Volunteer Relations at Blue Mountain Action Council
- BMAC has accounts on volunteer sites JustServe, VolunteerMatch, and United Way of the Blue Mountains. These sites allow nonprofits to post volunteer opportunities, volunteers can contact through the site or directly with the coordinator. The sites are very amenable to specific events and more general calls for volunteers.
- Working with churches- Blue Mountain Community Church, Seventh Day Adventists, schools like Walla Walla University, Whitman College, Walla Walla Community College, and businesses like winery/vineyard staff. These groups will generally have robust volunteer groups willing to come out on a regular basis. Setting up schedules with these groups will help maintain relationships and flow for volunteers.
- Utilize the farmer’s market, Downtown WW and College Place. Farmer’s Markets are a great place to connect with people who already have a vested interest in farming and may be interested in volunteering for gleaning events or food distributions. Having materials to hand out including flyers that show all of BMACs and BMAC Food Bank’s services, business cards for volunteers to contact, sign-up sheets for upcoming volunteer opportunities, and posters with photos of past opportunities and information about volunteering.
- Speaking at service clubs, companies, schools, fraternities, and sororities will help spread the word about opportunities.
- Tabling at fairs, community events, and festivals with a sign-up sheet.
- Media attention through newspapers and magazine articles.
- Word of mouth, having current volunteers recruit their friends and family.
- Facebook posts about past and upcoming volunteer opportunities. This demonstrates the impact of past gleans and distributions while plugging future events.

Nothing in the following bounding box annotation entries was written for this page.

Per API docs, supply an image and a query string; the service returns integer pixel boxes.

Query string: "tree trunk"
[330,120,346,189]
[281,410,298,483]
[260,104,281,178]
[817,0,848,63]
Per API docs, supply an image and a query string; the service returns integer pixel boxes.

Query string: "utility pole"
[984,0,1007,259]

Volunteers fill out a registration form or sign-up for an event, they are added into a volunteer management program called Volgistics. BMAC’s volunteer application is available on the nonprofit’s website. Volunteers that do not complete this application can be added to the system after they show up for their first volunteer event. Take the time to call the volunteer to make a personal connection, understand exactly what type of opportunities they are looking for, and connect them with different programs. This call will help mitigate any issues with miscommunication or misinformation. When a volunteer event is scheduled, like a glean, an email is sent out calling for volunteers. If email is not an option, call volunteers that have expressed interest. When sending out a volunteer call request volunteers RSVP to the coordinator or on Volgistics schedule to make the planning process easier. If a group wants to volunteer on a specific day, try to find a farmer that has excess produce and can accommodate the group.

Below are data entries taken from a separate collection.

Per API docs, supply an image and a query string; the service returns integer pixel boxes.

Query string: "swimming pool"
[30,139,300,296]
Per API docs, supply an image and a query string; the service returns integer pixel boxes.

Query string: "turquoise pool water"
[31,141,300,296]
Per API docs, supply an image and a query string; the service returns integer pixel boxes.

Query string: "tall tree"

It is important to engage your volunteers in the off season as well. Plan a seed sorting party, a movie night about hunger, a fresh food drive at a local grocery store, or a winter potluck to get everyone together.
BMAC has every volunteer complete a liability waiver, photo release, demographic information, and DEI training checklist. These forms must be completed before the volunteer engages with the event. Asking volunteers to come ten minutes early to a scheduled event to fill out paperwork helps eliminate the need for them to make a second trip to the food bank to fill out forms.
Volunteer training occurs on site. If the grower is available, BMAC asks them to give a quick demonstration on how to harvest the produce and go over any special instructions. The gleaning coordinator makes sure to remind volunteers to be respectful of the farm, produce, and tools. BMAC has found that gleans lasting 2-3 hours, scheduled in the late afternoon or evening or on weekends, work best for volunteers.
Tracking volunteer hours and events is important for reporting and for any volunteer that needs to reach a certain amount of hours. Volgistics tracks the volunteer’s personal data as well as the programs they volunteer, which events they attend, and their hours. Volunteer hours are also kept on BMAC’s backup drive.
At the end of the glean, make sure to promote future gleans to volunteers. Get them excited about upcoming opportunities. Follow up with volunteers via email to let them know the stats from the day. Express gratitude, inform them on how many pounds were harvested, where the produce will be distributed, and how many families this donation will feed. This follow-up helps create a connection between the farmers generosity, volunteers work and shows the next steps being done at the food bank. For volunteers, inform them again of future volunteer opportunities. For farmers, reiterate gratitude and plans for a next glean or volunteer event. Host an end-of-the-season volunteer potluck or party to celebrate all the hard work and produce you brought in this season!